SAP ECC on Oracle In Dev
SAP ECC (ERP Central Component) is an on-premises enterprise resource planning suite from SAP. The SAP ECC on Oracle connector replicates data from an SAP ECC system running on top of an Oracle database by reading Oracle redo and archive logs directly and unpacking packed SAP table formats (cluster, pool, and long text) into transparent, query-ready tables in your destination.
We connect directly to the Oracle database that backs your SAP system and sync your data from there; no SAP application server components are required.
You must have an Enterprise or Business Critical plan to use the SAP ECC on Oracle connector.
Features
| Feature Name | Supported | Notes |
|---|---|---|
| Capture deletes | ||
| History mode | ||
| Custom data | ||
| Data blocking | ||
| Column hashing | ||
| Re-sync | ||
| Row filtering | ||
| API configurable | API configuration | |
| Priority-first sync | ||
| Fivetran data models | ||
| Private networking |
| |
| Authorization via API |
Supported deployment models
We support the SaaS and Hybrid deployment models for the connector.
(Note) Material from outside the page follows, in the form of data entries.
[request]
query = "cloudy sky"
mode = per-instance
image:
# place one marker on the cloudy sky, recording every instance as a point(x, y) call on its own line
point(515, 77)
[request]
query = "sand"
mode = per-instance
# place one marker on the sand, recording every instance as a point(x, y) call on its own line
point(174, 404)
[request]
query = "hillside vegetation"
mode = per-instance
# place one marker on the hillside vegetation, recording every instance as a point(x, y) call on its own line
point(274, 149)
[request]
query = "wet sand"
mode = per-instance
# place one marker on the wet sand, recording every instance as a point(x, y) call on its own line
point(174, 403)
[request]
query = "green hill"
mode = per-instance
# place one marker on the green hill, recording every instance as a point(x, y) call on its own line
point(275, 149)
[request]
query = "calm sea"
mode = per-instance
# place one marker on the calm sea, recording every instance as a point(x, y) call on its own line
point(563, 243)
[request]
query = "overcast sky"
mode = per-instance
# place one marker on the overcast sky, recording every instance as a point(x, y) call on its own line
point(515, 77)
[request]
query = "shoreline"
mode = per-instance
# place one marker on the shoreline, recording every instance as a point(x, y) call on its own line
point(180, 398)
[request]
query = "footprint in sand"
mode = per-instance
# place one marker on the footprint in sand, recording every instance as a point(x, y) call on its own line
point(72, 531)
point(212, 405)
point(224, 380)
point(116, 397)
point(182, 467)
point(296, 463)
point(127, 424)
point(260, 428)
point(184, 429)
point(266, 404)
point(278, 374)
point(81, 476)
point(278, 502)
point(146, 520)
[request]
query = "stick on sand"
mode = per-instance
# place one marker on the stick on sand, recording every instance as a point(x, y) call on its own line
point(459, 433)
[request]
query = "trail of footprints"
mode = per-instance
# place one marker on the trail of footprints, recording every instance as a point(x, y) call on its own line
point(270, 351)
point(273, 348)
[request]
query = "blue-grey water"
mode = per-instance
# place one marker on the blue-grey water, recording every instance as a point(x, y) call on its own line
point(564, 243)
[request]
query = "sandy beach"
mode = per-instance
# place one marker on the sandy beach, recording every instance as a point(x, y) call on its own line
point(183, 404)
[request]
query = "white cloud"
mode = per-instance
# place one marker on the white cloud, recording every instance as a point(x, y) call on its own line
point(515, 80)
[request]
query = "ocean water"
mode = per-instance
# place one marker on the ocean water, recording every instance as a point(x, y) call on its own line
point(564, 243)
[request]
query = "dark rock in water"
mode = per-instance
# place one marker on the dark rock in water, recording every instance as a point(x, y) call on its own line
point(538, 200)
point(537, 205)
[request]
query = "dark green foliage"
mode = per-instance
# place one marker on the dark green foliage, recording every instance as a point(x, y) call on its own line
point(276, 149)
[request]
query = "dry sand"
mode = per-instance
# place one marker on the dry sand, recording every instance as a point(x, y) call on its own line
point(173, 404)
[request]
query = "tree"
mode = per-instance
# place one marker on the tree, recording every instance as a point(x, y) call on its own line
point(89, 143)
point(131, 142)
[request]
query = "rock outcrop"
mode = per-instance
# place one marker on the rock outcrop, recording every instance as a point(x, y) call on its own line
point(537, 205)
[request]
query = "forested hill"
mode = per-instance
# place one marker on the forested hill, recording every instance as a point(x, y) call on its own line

You must have an Enterprise or Business Critical plan to use the Hybrid Deployment model.
SAP table type support
We support all four SAP ECC physical storage models: transparent tables, pool tables, cluster tables, and long text tables such as STXL. In the destination, we expose the corresponding virtual tables.
Setup guide
Follow our step-by-step SAP ECC on Oracle Setup Guide for specific instructions on how to set up your Oracle database and configure the connector.
Sync overview
We perform an initial sync followed by incremental updates using Oracle log-based change data capture (CDC) infrastructure.
Initial sync
During the initial sync, we execute SELECT statements directly against the SAP-managed Oracle tables.
- Transparent tables are read row-by-row from the physical table that backs the logical table.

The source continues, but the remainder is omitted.